Fahrschein bleibt bei der Freundin

Gotha  Gerichtsbericht Verfahren wegen Erschleichung von Leistungen – Langes Vorstrafenregister

Trotz ihrer jungen Jahre hat es die Angeklagte auf ein beachtliches Vorstrafenregister gebracht: Körperverletzung, Unterschlagung, Beihilfe zur sexuellen Nötigung, gemeinschaftlicher Raub, gefährliche Körperverletzung, Diebstahl, Sachbeschädigung, Computerbetrug und Beleidigung finden sich in ihrem Eintrag im Bundeszentralregister.

Jetzt muss sie sich vor dem Amtsgericht Gotha wegen Erschleichung von Leistungen verantworten. Es geht um einen Euro und sechzig Cent, um eine Schwarzfahrt mit der Straßenbahn. Eigentlich eine Bagatelle, doch angesichts der Vorstrafen der Angeklagten ist diese für die Staatsanwaltschaft verfolgungswürdig.

Die Frau gibt zu, dass der Kontrolleur sie ohne Billett erwischt hat. Nur sei es gar nicht ihre Absicht gewesen, schwarz zu fahren. Denn einen Fahrschein, eine Tageskarte, habe sie sich zuvor schon gekauft.

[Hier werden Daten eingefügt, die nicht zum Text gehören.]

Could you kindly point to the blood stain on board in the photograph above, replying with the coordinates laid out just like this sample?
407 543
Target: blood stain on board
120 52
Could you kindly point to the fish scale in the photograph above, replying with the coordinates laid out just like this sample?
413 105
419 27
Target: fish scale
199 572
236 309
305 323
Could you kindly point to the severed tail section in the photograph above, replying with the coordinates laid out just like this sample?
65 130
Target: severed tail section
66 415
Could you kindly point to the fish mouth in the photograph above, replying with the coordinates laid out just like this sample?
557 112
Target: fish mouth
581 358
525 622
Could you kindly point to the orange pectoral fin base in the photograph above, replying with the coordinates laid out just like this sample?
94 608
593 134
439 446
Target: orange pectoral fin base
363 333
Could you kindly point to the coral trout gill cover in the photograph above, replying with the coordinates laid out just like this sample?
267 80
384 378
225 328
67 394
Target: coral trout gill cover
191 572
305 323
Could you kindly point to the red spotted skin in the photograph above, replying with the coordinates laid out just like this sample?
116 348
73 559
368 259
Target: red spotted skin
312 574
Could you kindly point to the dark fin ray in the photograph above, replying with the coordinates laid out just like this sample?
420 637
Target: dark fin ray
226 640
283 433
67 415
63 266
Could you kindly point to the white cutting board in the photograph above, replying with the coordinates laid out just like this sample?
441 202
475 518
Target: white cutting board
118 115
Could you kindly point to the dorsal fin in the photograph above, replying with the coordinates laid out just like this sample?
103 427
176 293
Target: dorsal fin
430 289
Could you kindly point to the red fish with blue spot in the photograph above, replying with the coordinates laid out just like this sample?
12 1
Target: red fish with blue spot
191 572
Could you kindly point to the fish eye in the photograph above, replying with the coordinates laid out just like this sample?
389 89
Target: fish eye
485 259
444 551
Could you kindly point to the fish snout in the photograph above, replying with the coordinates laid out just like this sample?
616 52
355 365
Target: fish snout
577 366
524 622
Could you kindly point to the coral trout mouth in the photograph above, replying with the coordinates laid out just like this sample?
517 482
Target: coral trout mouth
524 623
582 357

Kontrolleur besteht hart auf seine Anweisungen

Dummerweise lag diese samt ihrem Portemonnaie in der Tasche ihrer Freundin. Und mit der hatte sie sich, erzählt sie, zuvor heftig in die Haare bekommen. Das Duo trennte sich und die Angeklagte bestieg die Straßenbahn, keine Gedanken mehr daran verschwendend, dass sie Geld, Papiere und Fahrschein in der Tasche der Freundin zurückgelassen hatte.

Das, sagt sie, habe sie damals auch dem Kontrolleur haarklein erzählt. Überdies eilte die Freundin – Streit hin oder her – umgehend an den Ort des Geschehens, um dem Vertreter der Sicherheitsfirma heftig wedelnd die Tageskarte unter die Nase zu halten, vergeblich allerdings. Der Mann blieb hart, weil er gar keine andere Wahl hatte.

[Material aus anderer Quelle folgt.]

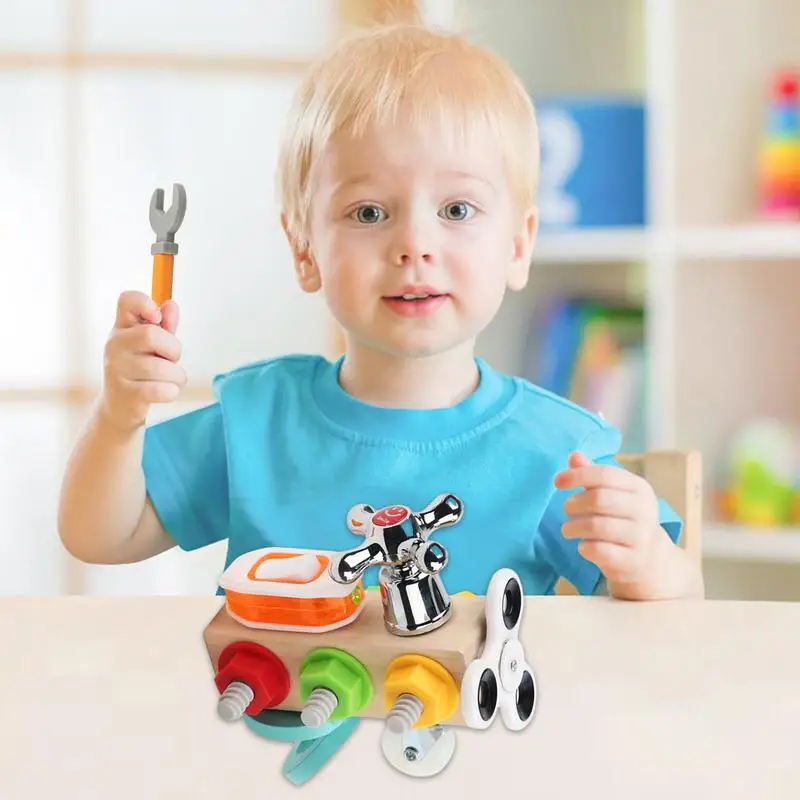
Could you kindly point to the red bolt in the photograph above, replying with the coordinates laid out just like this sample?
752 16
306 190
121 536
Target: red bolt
259 668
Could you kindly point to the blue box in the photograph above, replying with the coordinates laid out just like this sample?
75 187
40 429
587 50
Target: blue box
593 162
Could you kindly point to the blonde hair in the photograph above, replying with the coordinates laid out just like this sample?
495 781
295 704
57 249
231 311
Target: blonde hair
372 76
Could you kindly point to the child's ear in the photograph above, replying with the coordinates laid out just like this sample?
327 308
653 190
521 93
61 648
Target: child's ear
522 251
308 276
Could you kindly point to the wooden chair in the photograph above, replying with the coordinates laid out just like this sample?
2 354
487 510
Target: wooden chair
676 476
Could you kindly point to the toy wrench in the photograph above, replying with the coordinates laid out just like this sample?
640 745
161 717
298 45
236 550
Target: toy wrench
165 224
500 678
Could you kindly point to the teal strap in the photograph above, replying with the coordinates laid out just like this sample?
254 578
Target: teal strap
285 726
313 747
308 757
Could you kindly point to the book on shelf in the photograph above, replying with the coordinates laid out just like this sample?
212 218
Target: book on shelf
592 352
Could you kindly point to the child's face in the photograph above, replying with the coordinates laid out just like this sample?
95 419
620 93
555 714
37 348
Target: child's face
394 215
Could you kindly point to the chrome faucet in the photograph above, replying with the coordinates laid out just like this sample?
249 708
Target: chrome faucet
414 598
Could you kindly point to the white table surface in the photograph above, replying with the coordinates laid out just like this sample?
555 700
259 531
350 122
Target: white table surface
113 698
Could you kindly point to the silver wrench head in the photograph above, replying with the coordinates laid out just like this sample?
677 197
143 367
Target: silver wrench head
166 223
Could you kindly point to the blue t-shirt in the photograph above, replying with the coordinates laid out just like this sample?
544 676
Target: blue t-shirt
284 453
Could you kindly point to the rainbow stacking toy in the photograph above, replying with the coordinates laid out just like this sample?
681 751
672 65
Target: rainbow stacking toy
780 154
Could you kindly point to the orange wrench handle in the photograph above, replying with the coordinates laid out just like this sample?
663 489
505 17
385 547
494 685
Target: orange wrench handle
162 277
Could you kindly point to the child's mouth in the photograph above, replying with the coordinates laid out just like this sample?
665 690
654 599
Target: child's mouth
408 305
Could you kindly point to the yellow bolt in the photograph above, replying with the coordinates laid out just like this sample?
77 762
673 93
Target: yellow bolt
428 681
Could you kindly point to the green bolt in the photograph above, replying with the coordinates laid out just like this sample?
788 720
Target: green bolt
339 673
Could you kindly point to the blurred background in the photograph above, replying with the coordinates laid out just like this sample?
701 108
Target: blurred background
665 282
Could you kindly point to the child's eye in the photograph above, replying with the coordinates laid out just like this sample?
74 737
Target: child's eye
456 212
368 215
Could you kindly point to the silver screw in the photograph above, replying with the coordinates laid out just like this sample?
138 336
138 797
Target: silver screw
410 753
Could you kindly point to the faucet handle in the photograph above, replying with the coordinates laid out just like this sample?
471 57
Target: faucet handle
430 557
442 512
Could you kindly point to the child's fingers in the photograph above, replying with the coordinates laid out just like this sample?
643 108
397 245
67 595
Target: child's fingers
134 308
602 501
170 316
622 532
615 561
595 475
576 460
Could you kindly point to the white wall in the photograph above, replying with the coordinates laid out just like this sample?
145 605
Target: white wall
80 155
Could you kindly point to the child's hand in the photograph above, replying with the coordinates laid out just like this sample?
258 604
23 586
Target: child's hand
616 516
141 360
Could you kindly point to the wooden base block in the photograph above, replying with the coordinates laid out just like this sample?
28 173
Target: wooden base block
454 645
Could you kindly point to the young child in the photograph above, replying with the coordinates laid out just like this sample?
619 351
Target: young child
407 180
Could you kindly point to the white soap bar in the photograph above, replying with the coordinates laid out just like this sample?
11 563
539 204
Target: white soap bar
299 568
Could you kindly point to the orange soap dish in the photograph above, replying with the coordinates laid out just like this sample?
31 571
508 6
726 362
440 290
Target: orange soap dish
289 589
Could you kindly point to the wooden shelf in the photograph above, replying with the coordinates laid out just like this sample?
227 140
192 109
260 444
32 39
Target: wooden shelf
584 246
763 241
760 241
742 543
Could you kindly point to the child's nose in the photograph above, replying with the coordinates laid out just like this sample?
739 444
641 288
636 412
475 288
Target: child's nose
412 245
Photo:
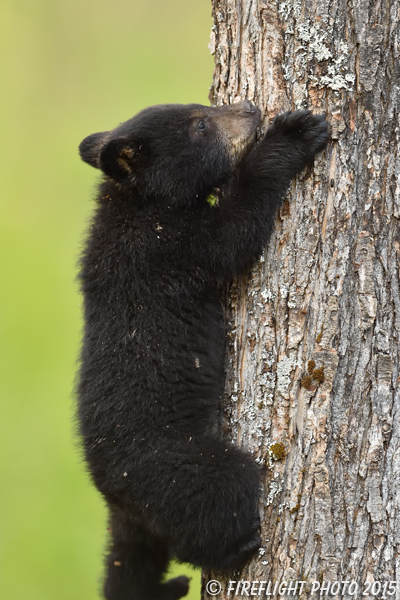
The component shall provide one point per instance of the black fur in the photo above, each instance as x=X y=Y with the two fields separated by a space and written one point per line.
x=152 y=363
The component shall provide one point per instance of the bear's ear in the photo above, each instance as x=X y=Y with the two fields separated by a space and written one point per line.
x=90 y=147
x=117 y=158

Was er damals dem Duo schon erklärte, wiederholte er diesmal im Zeugenstand. In einem Fall wie diesen kann von einer Verfolgung der Schwarzfahrt nur abgesehen werden, wenn es sich um eine personengebundene Fahrkarte handelt. Dann werde lediglich eine Bearbeitungsgebühr von einigen Euro fällig. Doch ein Billett, das jeder hätte erwerben können, darf nicht nachträglich anerkannt werden.

Gericht entscheidet im Zweifel für die Angeklagte

Der Zeuge macht keinen Hehl daraus, dass für ihn die Version der beiden jungen Frauen schon damals glaubhaft war. Nur, wer ohne Fahrschein in der Straßenbahn angetroffen wird, gilt halt als Schwarzfahrer.

Nach Abschluss der Beweisaufnahme fällt das Plädoyer der Staatsanwältin kurz aus. Sie fordert für die Angeklagte Freispruch, weil nicht eindeutig nachgewiesen werden kann, dass sie in betrügerischer Absicht in die Bahn gestiegen ist. Sie habe erst bei der Kontrolle bemerkt, dass sich ihre Tageskarte im Besitz der Freundin befunden hat.

Das nimmt die Angeklagte mit Freude wahr und will sich schon auf den Heimweg machen. Doch Richterin Ulrike Borowiak-Soika macht ihr deutlich, dass der Antrag noch kein Freispruch ist. Dann aber schließt sie sich der Meinung der Staatsanwaltschaft an. Der Vorsatz, sich die Leistung zu erschleichen, sei nicht nachzuweisen. Die Frau verlässt den Saal im Amtsgericht Gotha, ohne dass ihr Vorstrafenregister um ein weiteres Vergehen wächst.